Speaking of the Margarines, here's Billy, by golly. I think Billy's life is a fine example of destiny at work. As you see him here, you'd hardly foresee his end as a result of a fraternity hazing. Consider, though, that if his mother Mirabel hadn't one day read an article about New York City while idly thumbing through a travel magazine at the beauty shop; hadn't consequently gotten it into her head to leave Casper, Wyoming, for New York; hadn't been eating a sandwich at a little restaurant near the Chrysler Building when Elihu Margarine walked in for lunch; hadn't caught his eye and impetuously gone out on a date with him; hadn't accepted his marriage proposal a year later; hadn't eventually produced Billy; and then hadn't pulled up stakes and moved to Centerboro to get away from the bustle of the city-- why, then Billy would not have gone to school in Centerboro, graduated at the top of his class, gotten into the college of his choice, and once there pledge the fraternity that did him in. Perhaps if Mirabel had been flipping through a National Geographic instead...but that's a road not taken.

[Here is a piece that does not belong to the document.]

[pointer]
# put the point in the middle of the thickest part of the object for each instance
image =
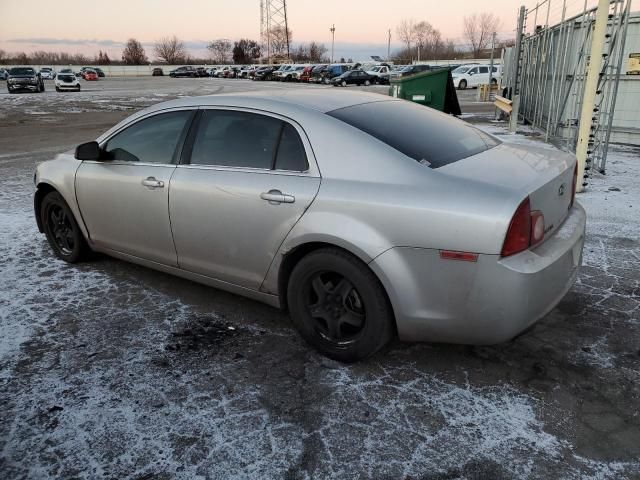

Everyone around here knew Mirabel's story since she told it often enough, and bitterly so after Billy's bye-bye, while thumbing through magazines in Miss Marie's Elite Beauty Salon on Jackson Street--at least until she sold the estate, moved back to Casper, and was never heard of again.

This is, I believe, the absolute last of the moneymaking schemes Herb Garble came up with while he still lived in Centerboro. It's hard to say with 100% certainty because he had so many. In any case, shortly before he moved to Florida permanently, Herb got the brainstorm for a traveling hot dog stand. You could see Herb's wieniecar (as it came to be known) poking along the streets of Centerboro, Tushville, South Pharisee, and Lakeville between the hours of 11 AM and 7 PM most days during the summer. When he wasn't busy in his office, Herb would drive the thing around himself. When he was busy, he'd hire someone else. I even sat in for Herb occasionally to make some pocket money and enjoy the fringe benefit of all the hot-dogs I could eat, which never amounted to more than two during any one shift. This enterprise was fairly successful. People back then were not nearly as morbidly "health conscious" as we are nowadays, and the contents of the average hot-dog didn't faze them one bit because few knew anything about the contents of the average hot-dog or would have cared much if they did.